Kim Cattrall’s ‘Filthy Rich’ Isn’t Filthy or Rich Enough: TV Review

It’s perhaps surprising Kim Cattrall hadn’t yet headlined a soap opera. As Samantha Jones on “Sex and the City,” her slyness and way with a pun came to be revealed as elegant concealments of the character’s deep need. In later seasons, as the protective shell was stripped away, Cattrall showed a fluency and depth in playing a character whose breakability provided some of the show’s deepest and most satisfying melodrama.

It’s too bad, then, that on “Filthy Rich,” her new Fox drama, Cattrall is never really given the opportunity to dig in. As Margaret Monreaux, the matriarch of a wealthy televangelist family in the American South, Cattrall plays both an iffy Louisiana accent and a sustained note of smooth, assured competence. Despite all manner of family difficulties, Margaret remains both on top of the situation and unruffled to a degree that cuts off all we know Cattrall can do. Like Scarlett O’Hara, Margaret seems possessed of the belief that she’ll never go hungry again, but what a viewer really craves from a show called “Filthy Rich” is to see its leading lady chow down on the scenery.

To wit: In the pilot, Margaret is told that her husband Eugene’s plane went down and that he (Gerald McRaney) is missing.
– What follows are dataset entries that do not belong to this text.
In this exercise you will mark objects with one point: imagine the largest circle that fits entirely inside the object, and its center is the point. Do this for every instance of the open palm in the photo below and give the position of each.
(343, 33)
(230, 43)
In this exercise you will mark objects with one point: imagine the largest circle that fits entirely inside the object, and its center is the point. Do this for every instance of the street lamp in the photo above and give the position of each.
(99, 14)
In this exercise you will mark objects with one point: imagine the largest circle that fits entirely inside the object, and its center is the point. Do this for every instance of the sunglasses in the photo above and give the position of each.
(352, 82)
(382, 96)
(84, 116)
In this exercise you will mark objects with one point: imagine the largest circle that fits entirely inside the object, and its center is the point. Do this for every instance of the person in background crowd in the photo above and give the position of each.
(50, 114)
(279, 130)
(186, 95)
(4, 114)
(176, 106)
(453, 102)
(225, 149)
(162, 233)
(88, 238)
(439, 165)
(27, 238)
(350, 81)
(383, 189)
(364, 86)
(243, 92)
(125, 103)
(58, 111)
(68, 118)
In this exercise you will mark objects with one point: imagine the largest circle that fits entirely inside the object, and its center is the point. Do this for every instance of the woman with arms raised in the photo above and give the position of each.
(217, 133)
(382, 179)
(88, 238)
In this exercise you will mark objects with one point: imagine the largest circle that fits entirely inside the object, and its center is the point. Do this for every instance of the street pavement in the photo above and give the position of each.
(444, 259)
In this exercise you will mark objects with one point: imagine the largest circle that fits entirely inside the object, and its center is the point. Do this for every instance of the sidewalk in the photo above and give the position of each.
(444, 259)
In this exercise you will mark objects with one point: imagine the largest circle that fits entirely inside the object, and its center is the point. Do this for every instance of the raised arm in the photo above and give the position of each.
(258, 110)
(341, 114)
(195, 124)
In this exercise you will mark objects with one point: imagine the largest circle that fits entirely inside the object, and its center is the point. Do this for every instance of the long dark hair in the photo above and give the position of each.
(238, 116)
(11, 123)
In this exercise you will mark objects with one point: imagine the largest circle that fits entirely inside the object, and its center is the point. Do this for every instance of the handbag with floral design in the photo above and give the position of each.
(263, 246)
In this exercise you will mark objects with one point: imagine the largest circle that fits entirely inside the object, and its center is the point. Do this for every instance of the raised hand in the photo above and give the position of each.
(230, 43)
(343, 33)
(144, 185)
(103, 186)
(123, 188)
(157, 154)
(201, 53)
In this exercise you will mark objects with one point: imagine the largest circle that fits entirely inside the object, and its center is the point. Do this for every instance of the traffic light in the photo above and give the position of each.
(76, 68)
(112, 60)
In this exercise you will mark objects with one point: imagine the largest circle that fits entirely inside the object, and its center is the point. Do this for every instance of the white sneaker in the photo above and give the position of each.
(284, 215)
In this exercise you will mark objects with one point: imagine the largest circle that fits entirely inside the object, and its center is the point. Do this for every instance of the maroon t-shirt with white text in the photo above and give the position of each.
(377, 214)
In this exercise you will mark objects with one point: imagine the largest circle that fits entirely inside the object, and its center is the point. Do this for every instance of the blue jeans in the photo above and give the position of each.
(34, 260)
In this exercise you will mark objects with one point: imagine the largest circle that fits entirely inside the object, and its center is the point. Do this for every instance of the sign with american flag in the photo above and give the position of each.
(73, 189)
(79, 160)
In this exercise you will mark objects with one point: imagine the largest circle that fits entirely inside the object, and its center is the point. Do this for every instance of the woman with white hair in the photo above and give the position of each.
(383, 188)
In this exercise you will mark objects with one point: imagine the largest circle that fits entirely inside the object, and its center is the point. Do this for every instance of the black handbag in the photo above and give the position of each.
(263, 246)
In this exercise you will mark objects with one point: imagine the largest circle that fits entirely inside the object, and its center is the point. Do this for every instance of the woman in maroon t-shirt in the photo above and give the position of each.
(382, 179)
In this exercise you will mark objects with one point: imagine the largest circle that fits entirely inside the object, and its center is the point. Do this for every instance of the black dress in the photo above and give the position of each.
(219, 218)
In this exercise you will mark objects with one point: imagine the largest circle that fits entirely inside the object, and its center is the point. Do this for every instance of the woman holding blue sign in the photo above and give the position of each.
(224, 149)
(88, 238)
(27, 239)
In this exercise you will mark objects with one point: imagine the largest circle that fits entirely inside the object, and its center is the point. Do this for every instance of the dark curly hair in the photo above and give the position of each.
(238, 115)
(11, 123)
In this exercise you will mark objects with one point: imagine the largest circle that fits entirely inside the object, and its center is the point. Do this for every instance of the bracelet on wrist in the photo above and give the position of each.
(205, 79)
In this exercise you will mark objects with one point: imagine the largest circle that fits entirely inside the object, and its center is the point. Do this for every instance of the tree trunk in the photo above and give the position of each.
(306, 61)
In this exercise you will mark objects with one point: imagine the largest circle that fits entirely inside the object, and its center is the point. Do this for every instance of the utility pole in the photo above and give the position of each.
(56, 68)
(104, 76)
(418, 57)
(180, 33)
This revelation isn’t given time to exist on its own, or to have even the artificial weight of a soap-opera twist, before the revelation of three children of his outside marriage, all of whom have the possibility to shake up the Monreauxs’ public image and the TV network they own. In the face of upheavals that’d strain even the most even-keeled of people, Margaret simply clenches her jaw and moves forward.
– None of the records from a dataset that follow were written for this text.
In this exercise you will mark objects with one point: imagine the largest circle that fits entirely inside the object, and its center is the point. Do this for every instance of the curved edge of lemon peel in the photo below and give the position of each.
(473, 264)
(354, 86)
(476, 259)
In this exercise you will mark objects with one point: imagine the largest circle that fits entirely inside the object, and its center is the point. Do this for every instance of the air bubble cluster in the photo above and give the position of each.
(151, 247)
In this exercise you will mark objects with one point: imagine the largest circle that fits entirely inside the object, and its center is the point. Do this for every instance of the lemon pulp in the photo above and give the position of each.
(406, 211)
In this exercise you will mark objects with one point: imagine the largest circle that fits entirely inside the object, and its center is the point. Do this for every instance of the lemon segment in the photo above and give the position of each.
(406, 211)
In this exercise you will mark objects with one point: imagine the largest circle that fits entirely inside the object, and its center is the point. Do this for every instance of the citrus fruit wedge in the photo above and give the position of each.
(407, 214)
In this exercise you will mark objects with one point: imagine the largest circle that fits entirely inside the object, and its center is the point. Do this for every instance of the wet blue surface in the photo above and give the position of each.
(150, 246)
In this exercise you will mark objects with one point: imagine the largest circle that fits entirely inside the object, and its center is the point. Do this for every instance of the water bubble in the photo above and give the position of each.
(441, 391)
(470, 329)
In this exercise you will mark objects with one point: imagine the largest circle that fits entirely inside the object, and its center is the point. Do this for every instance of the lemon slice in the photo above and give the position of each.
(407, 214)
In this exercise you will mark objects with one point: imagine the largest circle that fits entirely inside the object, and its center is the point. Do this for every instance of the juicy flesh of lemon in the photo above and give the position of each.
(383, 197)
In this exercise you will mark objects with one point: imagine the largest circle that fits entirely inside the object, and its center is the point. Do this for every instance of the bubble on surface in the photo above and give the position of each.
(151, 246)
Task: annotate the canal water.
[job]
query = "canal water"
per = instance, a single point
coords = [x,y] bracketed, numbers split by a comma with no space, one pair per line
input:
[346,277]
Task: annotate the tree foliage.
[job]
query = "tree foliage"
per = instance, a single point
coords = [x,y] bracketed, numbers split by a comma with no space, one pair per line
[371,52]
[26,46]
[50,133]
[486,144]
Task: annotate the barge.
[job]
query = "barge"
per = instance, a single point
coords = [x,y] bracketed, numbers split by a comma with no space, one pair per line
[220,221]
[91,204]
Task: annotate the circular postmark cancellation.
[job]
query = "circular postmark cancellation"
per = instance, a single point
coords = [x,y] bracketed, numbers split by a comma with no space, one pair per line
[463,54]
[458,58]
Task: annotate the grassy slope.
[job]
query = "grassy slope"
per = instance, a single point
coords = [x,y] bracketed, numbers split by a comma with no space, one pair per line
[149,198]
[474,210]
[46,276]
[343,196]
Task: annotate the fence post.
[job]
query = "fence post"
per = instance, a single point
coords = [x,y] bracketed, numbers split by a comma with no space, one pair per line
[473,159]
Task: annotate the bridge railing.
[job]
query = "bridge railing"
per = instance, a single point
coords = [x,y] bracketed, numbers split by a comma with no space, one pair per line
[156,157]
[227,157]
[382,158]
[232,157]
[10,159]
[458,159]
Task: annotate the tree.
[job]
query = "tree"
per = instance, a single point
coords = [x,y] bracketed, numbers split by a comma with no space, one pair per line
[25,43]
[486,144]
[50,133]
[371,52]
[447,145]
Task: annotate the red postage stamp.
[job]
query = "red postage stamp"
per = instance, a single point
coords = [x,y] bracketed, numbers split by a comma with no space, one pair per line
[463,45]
All of this takes place in a milieu that feels strangely out-of-time. Televangelists from the Jim Bakker school have, today, given way to suaver and more digitally native outfits like the Hillsong church. (That’s why, for instance, on HBO’s “The Righteous Gemstones,” the family is self-consciously presented as a throwback.) And it’s not that it wouldn’t, perhaps, be extra scandalous to the wider public if the child of a preacher (Melia Kreiling as Eugene’s offspring Ginger) were revealed to be a sex worker online, but the particulars of her work feel dated, drawn from a local-evening-news understanding of life online. That none of this feels real forecloses opportunities to take big swings — so much work remains to be done in getting us even to believe the basic situation.
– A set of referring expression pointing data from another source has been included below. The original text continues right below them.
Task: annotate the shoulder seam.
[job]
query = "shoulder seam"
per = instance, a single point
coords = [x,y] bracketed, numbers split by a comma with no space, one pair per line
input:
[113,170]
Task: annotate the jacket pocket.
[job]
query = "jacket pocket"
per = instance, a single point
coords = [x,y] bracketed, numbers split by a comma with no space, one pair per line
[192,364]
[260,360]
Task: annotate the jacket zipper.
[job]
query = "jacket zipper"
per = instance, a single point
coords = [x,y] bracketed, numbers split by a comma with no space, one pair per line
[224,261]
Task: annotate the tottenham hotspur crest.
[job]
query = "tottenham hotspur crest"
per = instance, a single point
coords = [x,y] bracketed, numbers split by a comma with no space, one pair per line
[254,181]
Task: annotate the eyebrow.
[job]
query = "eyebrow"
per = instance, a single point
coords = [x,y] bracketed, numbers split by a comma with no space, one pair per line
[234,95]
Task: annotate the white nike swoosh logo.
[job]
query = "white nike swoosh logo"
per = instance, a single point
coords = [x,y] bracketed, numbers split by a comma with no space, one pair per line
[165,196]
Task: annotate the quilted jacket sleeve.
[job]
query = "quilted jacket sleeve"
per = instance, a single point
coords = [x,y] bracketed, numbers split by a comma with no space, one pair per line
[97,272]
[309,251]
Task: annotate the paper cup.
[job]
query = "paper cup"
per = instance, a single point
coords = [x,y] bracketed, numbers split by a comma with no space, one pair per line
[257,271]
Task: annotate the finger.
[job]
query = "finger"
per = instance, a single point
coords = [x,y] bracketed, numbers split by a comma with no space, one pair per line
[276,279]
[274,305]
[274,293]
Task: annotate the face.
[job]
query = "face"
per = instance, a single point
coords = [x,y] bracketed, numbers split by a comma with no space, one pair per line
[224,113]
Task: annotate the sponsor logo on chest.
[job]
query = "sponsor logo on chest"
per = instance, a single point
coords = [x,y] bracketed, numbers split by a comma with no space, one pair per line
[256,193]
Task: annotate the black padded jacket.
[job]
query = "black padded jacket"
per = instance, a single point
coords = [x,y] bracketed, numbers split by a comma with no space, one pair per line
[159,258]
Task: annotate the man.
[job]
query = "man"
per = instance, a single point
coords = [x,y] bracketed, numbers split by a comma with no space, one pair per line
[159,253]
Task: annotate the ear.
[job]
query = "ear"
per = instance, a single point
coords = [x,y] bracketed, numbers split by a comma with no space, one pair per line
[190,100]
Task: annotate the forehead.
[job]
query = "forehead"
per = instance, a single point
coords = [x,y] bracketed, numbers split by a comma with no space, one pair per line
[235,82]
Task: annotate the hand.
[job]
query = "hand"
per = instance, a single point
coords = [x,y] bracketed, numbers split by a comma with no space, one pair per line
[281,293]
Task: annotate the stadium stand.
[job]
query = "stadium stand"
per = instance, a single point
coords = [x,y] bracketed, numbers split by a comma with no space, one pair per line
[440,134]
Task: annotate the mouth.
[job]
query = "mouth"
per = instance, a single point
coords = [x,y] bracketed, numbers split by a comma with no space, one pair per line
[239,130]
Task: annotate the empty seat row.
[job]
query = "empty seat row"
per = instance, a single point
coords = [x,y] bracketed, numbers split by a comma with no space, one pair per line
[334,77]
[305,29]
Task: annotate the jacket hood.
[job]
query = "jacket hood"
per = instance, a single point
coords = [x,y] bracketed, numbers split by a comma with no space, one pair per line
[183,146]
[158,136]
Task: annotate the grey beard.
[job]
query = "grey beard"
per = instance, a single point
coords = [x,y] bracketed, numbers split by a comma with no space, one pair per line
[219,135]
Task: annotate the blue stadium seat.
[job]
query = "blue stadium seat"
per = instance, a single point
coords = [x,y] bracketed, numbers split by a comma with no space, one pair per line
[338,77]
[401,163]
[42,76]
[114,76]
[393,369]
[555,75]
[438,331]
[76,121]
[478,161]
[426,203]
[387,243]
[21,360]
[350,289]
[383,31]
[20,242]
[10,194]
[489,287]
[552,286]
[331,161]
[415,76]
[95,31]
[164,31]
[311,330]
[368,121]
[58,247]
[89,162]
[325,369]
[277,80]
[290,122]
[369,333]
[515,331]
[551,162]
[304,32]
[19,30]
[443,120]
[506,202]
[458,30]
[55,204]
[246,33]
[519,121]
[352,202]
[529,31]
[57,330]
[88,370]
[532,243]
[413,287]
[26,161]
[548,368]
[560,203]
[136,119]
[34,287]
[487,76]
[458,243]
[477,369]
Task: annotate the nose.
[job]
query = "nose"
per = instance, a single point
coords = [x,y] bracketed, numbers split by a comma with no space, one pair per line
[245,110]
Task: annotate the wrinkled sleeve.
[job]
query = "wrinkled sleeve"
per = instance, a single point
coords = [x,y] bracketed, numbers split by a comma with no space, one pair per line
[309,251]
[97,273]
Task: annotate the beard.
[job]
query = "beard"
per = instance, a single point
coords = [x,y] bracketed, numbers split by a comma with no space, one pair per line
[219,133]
Series creator Tate Taylor, who wrote and directed the pilot, knows how to do goofy fun. His films “Ma,” in which Octavia Spencer leers at high schoolers, and “The Girl on the Train,” in which Emily Blunt guzzles Nalgene bottles of gin, brought a sweet whiff of trash to a multiplex otherwise dominated by the focus-grouped taste of blockbusters. So given a lead actor capable enough to handle wild material and a premise that, for its flaws, holds within it the possibility of something very clever, it’s too bad he couldn’t do more with “Filthy Rich,” a show whose first three episodes don’t prove themselves to be filthy enough for the audience or as rich as Cattrall deserves.